Sekolah dan masyarakat gagal bentuk budi pekerti
Sebelum corona hadir, sekolah pun gagal membentuk para siswa berbudi pekerti luhur dengan fakta setelah para siswa lulus menjadi orang dewasa dan menjadi mssyarakat pada umumnya, masalah dan keluhan tentang nilai-nilai kehidupan pun terus menggaung, yaitu terus rendah dan menipisnya sikap peduli, simpati, empati, tahu diri, sopan-santun, etika, karena tak terbentuk karakter rendah hati dan luhur budi. Gagal dalam perkembangan ISEAKI, dan terus diteladani oleh para pemimpin negeri dan para elite yang tak amanah.
Anak-anak hingga orang dewasa, terdidik atau tidak terdidik, kini semua memegang gawai. Malah, jumlah gawai di Indonesia lebih banyak dari jumlah penduduk di Indonesia. Mereka semua berbaur dalam masyarakat yang sama, grup sosial yang sama, grup medsos yang sama. Bagaimana tidak terjadi kekacauan secara intelektual dan sosial?
Maka, tak salah bila warganet atau netizen Indonesia sesuai hasil survei yang pernah dipublikasi menjadi warganet atau netizen terburuk bahkan di Asia Tenggara.
Sudah begitu, jejak penjajah yang sengaja membikin rakyat Indonesia tetap bodoh agar mudah dikibuli dan terus dijajah, pun kini banyak diwarisi oleh pemimpin di +62.

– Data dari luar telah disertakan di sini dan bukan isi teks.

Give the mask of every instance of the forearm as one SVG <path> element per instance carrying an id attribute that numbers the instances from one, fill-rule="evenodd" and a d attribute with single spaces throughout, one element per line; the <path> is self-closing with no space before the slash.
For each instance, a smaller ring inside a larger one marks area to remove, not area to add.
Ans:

Mereka butuh suara rakyat demi dapat kursi kekuasaan, dengan cara menggiring opini, karena tahu masih banyak rakyat yang mudah dibodohi dan ditunggangi. Lahirlah buzzer dan influenser. Sebelumnya, masyarakat yang cerdas juga sudah tahu, adanya lembaga survei yang sekadar cari keuntungan pribadi, itu bekerja untuk kepentingan siapa tergantung siapa yang membayar.
Lihat, bagaimana Kamus Sejarah Indonesia? Parah dan akhirnya ditarik. Apa maksudnya, apa tujuannya, Kamus sampai diselewengkan! Sebelumnya, bagaimana ada orang yang tak tahu malu mengkudeta partai? Dan, lihat bagaimana kisah reshuffle kabinet terus menjadi gawean, karena hanya menjadi wadah bagi-bagi jatah kursi kekuasaan elite partai, bukannya kursi itu diduduki oleh orang yang berpengalaman, kompeten, dan profesional di bidangnya. Hanya bagi-bagi kursi dan uang rakyat dan tak penting bagaimana ISEAKI yang diberikan tanggungjawab dan amanah. Inilah akibat yang diterima rakyat, terus menderita dan jadi korban kebijakan yang tak sesuai amanah Pembukaan UUD 1945.

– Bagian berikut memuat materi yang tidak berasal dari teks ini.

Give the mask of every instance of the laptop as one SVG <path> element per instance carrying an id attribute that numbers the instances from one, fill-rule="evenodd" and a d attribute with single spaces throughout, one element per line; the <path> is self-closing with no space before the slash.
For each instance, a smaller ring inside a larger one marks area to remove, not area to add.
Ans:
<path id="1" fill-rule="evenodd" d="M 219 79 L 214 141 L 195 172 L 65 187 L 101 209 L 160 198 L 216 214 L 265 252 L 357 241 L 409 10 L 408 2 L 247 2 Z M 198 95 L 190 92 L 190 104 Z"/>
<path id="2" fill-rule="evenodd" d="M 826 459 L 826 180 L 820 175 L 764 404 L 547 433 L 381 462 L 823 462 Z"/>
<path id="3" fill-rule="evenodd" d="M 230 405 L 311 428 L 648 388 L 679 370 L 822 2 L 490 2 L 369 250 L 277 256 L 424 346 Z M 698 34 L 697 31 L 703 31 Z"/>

Rasanya, meski sudah mau berusia 76 tahun setelah merdeka, bila Indonesia masih dikelola dengan cara seperti sekarang, malah terus ada yang mengendalikan dan menyutradarai, dan dunia pendidikan dan agama terus menjadi ranah yang tak pernah menuai perdebatan, maka jangan harap anak-anak yang tak tahu singkatan SD dan orang dewasa yang tak tahu akronim narkoba dan singkatan SPBU bertambah sedikit.

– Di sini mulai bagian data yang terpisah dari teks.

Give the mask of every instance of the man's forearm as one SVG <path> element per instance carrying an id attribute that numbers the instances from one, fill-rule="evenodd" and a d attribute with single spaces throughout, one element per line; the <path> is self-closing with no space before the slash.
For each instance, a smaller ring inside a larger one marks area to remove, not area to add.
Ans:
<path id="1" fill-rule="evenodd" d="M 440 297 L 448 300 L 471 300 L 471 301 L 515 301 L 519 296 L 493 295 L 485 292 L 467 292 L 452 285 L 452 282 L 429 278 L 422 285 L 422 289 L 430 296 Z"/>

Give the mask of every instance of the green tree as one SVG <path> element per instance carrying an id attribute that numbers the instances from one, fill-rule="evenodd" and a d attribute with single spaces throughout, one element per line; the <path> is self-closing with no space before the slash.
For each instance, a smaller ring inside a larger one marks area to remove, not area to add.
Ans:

Nilai PISA pun akan terus konsisten terpuruk, tawuran pelajar atau suporter sepak bola akan masih laku, predikat warganet terburuk bisa kekal, nawa cita lahirnya manusia Indonesia berkarakter, berbudi pekerti luhur dan rendah hati hanya sekadar mimpi.Â
ISEAKI pada setiap individu manusia, wajib menancap kuat dan menjadi pondasi yang proses dan pembentukannya benar. Sayang, yang di jalur formal masih tak tergarap dengan benar, apalagi di jalur nonformal.
Mungkin, Â bila saya yang ditanya apa singkatan dari SD, tanpa ada awalan dan pengantar menyoal SD, maka saya boleh jawab Susah Diatur dan lainnya. Boleh, dong?